Page 1 of 1

LDIVU questions

Posted: Fri Apr 21, 2017 3:08 pm
by Redeye
Although I've tried to avoid it, I need to do a long division operation in my code. Preferably quite quickly. So I'm using the LDIVU instruction on an XCORE200 processor in inline assembly as follows :

Code: Select all

asm(".syntax architectural\nLDIVU %0,%1,%2,%3,%4\n.syntax default" : "=r"(output) , "=r"(remainder) : "r"(al) , "r"(denominator) ,"r"(ah));
It seems to be working fine, but reading the XS2 Architecture Manual raises a couple of questions :

1. This instruction can take up to bpw cycles to complete and the timing analyser assumes the worst case of 32. Can someone explain the "up to" part to me? What input values cause the worst case and best case?

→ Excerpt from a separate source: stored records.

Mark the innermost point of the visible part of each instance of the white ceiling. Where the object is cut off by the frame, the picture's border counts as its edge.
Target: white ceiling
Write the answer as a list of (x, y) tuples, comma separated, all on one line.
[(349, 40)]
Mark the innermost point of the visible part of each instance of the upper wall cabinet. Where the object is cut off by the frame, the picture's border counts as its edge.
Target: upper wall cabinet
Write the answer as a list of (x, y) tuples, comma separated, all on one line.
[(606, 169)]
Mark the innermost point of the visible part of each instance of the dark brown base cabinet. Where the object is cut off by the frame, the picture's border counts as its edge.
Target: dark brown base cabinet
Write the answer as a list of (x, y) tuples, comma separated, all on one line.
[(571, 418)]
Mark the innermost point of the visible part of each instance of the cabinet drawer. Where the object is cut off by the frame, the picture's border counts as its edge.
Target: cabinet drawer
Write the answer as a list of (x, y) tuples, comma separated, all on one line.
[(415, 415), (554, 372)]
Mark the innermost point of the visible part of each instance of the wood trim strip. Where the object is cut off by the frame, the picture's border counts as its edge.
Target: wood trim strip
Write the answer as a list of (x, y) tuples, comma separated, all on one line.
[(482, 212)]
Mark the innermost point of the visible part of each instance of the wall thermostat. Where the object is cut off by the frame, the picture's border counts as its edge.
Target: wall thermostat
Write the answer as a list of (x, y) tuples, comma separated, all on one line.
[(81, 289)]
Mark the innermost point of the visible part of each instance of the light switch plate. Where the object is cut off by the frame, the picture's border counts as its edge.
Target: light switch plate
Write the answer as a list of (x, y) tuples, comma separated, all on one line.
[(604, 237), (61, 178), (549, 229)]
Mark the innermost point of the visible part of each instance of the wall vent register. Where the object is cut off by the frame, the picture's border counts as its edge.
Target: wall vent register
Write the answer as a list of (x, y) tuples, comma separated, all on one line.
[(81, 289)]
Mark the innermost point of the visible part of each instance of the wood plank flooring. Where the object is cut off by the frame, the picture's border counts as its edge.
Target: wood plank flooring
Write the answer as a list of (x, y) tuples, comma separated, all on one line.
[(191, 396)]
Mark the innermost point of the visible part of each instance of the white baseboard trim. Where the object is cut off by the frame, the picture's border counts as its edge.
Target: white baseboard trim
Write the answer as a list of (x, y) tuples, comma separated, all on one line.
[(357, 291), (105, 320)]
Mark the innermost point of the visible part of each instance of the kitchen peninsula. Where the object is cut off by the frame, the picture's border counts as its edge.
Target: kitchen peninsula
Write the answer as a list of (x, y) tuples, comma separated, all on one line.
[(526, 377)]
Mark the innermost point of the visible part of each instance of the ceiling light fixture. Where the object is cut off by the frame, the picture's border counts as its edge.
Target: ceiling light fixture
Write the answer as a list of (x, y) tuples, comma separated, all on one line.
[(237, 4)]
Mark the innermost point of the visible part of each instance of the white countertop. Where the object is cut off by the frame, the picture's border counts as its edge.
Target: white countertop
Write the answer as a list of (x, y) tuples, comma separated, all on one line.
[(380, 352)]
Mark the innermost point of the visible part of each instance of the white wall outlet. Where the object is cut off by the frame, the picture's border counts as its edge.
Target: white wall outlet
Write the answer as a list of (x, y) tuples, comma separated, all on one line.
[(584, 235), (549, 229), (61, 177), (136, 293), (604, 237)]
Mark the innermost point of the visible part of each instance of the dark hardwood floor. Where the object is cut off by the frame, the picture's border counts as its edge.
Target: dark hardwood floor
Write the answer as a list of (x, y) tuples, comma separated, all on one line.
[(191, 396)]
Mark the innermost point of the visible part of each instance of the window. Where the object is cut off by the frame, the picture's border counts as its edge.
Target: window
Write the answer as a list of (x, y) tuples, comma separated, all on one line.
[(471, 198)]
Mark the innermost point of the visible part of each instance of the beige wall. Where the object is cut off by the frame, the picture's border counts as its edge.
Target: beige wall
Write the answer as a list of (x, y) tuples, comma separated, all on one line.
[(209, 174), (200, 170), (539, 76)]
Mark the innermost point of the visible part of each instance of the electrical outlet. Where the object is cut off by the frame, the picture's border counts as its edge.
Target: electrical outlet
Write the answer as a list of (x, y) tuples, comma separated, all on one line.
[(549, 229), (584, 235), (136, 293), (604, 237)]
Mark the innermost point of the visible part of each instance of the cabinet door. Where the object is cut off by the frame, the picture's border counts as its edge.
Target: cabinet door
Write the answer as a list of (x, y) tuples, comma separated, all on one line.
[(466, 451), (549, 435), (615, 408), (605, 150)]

2. The manual says "the divide unit is shared between threads". Does this mean that if I try to do an LDIVU operation on 4 threads on the same tile at the same tile then 3 of the threads will block while the first thread completes?

Re: LDIVU questions

Posted: Tue Apr 25, 2017 6:15 pm
by ahogen
I'm no XMOS expert, but in response to #2, I would imagine that, yeah, any single instruction would be blocking. For most instructions, that's only once cycle so everybody's happy. But for a divide, I don't think it'd make much sense to put new instructions in your single, shared pipeline before a divide has completed.

Re: LDIVU questions

Posted: Tue Apr 25, 2017 8:20 pm
by data
Plain old user here, not factory -- but my understanding is that the operation time depends on the argument values (this is common for dividers), and trying to play the odds on that is not generally useful.

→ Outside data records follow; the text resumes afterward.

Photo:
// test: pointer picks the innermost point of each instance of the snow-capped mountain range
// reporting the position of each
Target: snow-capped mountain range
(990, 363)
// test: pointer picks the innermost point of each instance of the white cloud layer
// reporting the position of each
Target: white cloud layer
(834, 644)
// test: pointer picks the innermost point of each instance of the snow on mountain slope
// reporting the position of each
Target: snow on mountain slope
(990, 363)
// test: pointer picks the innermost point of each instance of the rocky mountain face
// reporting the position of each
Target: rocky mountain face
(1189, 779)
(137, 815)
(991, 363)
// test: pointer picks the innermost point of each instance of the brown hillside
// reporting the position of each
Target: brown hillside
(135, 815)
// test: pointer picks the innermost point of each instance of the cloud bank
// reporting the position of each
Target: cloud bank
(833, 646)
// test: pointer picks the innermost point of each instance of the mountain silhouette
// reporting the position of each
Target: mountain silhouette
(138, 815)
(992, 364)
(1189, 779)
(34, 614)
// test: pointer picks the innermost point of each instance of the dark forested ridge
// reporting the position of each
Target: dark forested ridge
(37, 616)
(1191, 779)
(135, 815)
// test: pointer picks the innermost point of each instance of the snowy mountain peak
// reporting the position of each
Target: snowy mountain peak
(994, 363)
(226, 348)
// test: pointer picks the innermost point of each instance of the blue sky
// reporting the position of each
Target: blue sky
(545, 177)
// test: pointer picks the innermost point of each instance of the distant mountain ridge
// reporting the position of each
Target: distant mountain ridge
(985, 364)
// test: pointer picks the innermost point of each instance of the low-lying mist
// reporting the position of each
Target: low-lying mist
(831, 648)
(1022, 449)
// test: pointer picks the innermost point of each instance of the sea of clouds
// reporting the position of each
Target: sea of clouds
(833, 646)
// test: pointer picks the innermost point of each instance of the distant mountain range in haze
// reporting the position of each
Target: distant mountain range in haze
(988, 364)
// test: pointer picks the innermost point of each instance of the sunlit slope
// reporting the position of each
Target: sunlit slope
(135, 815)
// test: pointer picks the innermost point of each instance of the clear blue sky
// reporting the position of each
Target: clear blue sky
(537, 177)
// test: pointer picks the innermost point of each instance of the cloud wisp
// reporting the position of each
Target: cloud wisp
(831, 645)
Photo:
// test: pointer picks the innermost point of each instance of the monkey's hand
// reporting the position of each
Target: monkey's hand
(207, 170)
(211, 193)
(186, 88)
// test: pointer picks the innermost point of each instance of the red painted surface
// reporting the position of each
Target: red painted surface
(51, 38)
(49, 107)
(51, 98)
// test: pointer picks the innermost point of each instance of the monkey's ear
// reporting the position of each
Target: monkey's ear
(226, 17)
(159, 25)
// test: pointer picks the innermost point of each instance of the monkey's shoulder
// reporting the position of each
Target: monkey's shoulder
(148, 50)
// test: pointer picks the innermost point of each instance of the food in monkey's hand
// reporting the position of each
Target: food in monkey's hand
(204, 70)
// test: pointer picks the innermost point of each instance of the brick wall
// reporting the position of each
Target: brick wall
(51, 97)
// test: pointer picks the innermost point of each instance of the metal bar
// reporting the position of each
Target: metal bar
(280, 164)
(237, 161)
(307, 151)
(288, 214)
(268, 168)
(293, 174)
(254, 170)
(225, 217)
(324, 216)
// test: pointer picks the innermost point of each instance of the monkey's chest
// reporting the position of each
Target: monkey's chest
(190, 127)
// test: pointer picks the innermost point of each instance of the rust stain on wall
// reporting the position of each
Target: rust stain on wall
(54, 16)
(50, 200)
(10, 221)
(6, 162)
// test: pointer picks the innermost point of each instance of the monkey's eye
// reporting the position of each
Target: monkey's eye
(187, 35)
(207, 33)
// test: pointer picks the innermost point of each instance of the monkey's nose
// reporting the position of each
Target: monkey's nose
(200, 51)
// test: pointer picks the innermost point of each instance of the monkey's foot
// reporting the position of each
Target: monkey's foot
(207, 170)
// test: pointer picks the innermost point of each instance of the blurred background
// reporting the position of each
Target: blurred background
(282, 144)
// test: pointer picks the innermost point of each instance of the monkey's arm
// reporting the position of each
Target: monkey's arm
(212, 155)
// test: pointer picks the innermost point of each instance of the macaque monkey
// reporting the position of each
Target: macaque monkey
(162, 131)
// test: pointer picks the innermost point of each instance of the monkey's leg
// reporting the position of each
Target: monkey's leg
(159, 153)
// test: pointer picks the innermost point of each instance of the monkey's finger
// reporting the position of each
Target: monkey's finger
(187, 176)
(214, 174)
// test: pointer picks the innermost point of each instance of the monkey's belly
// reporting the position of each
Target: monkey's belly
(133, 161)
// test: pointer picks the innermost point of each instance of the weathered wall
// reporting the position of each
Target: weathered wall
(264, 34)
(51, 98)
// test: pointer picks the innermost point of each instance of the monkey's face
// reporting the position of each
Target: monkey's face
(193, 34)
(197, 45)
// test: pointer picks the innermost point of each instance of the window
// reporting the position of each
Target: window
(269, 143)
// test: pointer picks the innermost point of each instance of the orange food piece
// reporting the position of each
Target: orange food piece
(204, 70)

And yes, as I understand it, there is only one divide unit per tile, so everything on that tile has to queue up to use it.

32 cycles is pretty quick for this operation, so I don't usually worry about it, except for real-time DSP code: I go to quite some length to keep divisions out of that. When a division has to be done, I assume 32 * n worst case cycles, n being the number of threads which might use the divider.

Re: LDIVU questions

Posted: Wed Apr 26, 2017 9:42 pm
by Redeye
Hmmm, yes that was my interpretation too. Unfortunately this is in real-time DSP code and the worst case I'd assumed (as you had too) gets a bit borderline.

Using xscope to measure the function timing suggests that it's normally quite a lot less than 32 cycles which is why I wondered if there were any rules for the worst case that would help me stay on the safe side.

For this particular application speed is more important than accuracy so I think there's probably a quicker (and more importantly, deterministic) method than the LDIVU function for this case.